Besides, if it was the kind of business that Ricky says it was, it’s out of the question—she couldn’t get information by the same methods as Isabella, and even if she could, of course, it would be very wrong. It’s rather a pity in a way, though, because she actually sometimes seems—
I don’t mean I think that she can see into the future—that would be too ridiculous. But some quite sensible people do believe in telepathy, and she does sometimes say things—
Two or three weeks ago in the Newt and Ninepence, Ricky was buying a round of drinks and asked her what she would like. She hesitated a bit and then she said, “Oh well, as you’re getting all that money next week, I’ll have a glass of wine.”
Ricky wasn’t expecting any money, and asked her what she meant. She looked slightly bewildered, as if she didn’t quite know why she’d
said it, and said, “I just thought you were going to get some money—for some medicine you’d sold, or something.”
Ricky was most amused by this—rather more noisily, in fact, than was quite kind or polite, and I told him so afterwards—and said he’d never sold medicine to anyone in his life.
But two days later, when he opened the post in the morning, he found he’d got quite a large dividend from a pharmaceutical company he had shares in. Poor Ricky, he was quite shaken—mind you, it serves him right for making fun of poor Daphne.
And then there was the day she came round to give me a box of chocolates, to thank me for helping her with the funeral and so on—very sweet, squishy chocolate creams, actually not at all what I like—it breaks my heart to think of her spending her money on them. Still, she ate several while she was here, so at least she did get some pleasure out of it. Just as she was leaving, she said, “Oh—give all my best to Mrs. Tyrrell. I hope she finds whatever it is she’s lost.”
I said that I didn’t think Mrs.
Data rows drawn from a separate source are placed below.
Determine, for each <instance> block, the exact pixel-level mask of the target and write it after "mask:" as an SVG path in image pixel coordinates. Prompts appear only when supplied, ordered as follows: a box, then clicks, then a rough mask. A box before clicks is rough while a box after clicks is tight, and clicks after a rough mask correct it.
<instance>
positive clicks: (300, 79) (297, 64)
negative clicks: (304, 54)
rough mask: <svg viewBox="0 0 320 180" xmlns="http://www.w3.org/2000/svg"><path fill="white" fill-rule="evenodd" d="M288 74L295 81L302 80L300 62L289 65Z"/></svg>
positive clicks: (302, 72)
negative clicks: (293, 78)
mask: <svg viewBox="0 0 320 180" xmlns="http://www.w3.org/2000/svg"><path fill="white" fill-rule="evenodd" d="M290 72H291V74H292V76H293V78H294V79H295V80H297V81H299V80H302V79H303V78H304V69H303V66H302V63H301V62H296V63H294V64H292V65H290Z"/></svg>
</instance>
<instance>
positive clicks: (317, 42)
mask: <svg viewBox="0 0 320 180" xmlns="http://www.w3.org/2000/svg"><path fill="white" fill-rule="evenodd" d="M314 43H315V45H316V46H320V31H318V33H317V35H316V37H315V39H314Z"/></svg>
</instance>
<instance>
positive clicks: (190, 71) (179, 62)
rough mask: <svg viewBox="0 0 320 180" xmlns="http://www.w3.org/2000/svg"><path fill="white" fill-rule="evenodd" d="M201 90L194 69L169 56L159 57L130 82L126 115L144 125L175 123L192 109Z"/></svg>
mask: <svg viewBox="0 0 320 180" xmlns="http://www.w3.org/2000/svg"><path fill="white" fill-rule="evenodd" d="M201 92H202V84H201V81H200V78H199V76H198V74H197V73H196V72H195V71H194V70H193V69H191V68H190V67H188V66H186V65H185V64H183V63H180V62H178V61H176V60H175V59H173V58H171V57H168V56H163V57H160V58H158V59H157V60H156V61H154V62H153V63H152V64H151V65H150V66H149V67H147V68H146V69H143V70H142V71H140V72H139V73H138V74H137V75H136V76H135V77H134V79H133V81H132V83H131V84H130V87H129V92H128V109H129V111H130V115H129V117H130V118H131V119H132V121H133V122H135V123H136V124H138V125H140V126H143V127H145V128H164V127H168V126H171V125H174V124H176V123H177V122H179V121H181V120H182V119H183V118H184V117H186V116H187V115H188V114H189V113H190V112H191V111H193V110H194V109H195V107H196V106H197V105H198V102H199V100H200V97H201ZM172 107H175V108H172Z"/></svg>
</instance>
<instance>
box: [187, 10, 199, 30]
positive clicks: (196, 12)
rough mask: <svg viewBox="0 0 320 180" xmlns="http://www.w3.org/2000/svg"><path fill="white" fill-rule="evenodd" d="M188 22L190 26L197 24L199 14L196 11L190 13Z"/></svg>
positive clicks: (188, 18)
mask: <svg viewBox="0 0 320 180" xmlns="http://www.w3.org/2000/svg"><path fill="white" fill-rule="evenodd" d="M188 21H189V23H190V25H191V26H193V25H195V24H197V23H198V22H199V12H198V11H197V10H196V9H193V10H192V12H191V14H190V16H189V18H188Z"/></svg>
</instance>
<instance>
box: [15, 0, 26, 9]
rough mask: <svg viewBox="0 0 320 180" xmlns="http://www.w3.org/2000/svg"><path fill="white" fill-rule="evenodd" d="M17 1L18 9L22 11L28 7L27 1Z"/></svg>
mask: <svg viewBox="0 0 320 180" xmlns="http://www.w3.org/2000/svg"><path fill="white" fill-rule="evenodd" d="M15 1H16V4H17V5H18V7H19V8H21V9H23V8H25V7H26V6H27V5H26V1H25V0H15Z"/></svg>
Tyrrell had lost anything—she’d been here that morning, and hadn’t said anything about it. And again Daphne looked rather bewildered, and said, “Oh, I thought she’d lost something quite important—something to do with someone who’s dead.”
And half an hour later there was Mrs. Tyrrell at the door, saying she couldn’t find her ring and wondering if she’d left it here. It’s a very pretty ring and rather valuable—late Victorian, turquoise set in silver—left to her by her grandmother, so
naturally she was quite upset. We looked everywhere for it, and I’m glad to say we found it—she must have taken it off when she was cleaning the bathroom, and it had rolled behind the sink.
But the extraordinary thing is that the moment she discovered it was missing must have been almost exactly the same moment that Daphne told me she’d lost something.
Yes, Julia, I know it’s all very trivial and I dare say it’s only coincidence, but I can’t help finding it slightly eerie. Which is why I’m feeling a little bit worried about Maurice, who seems to have disappeared.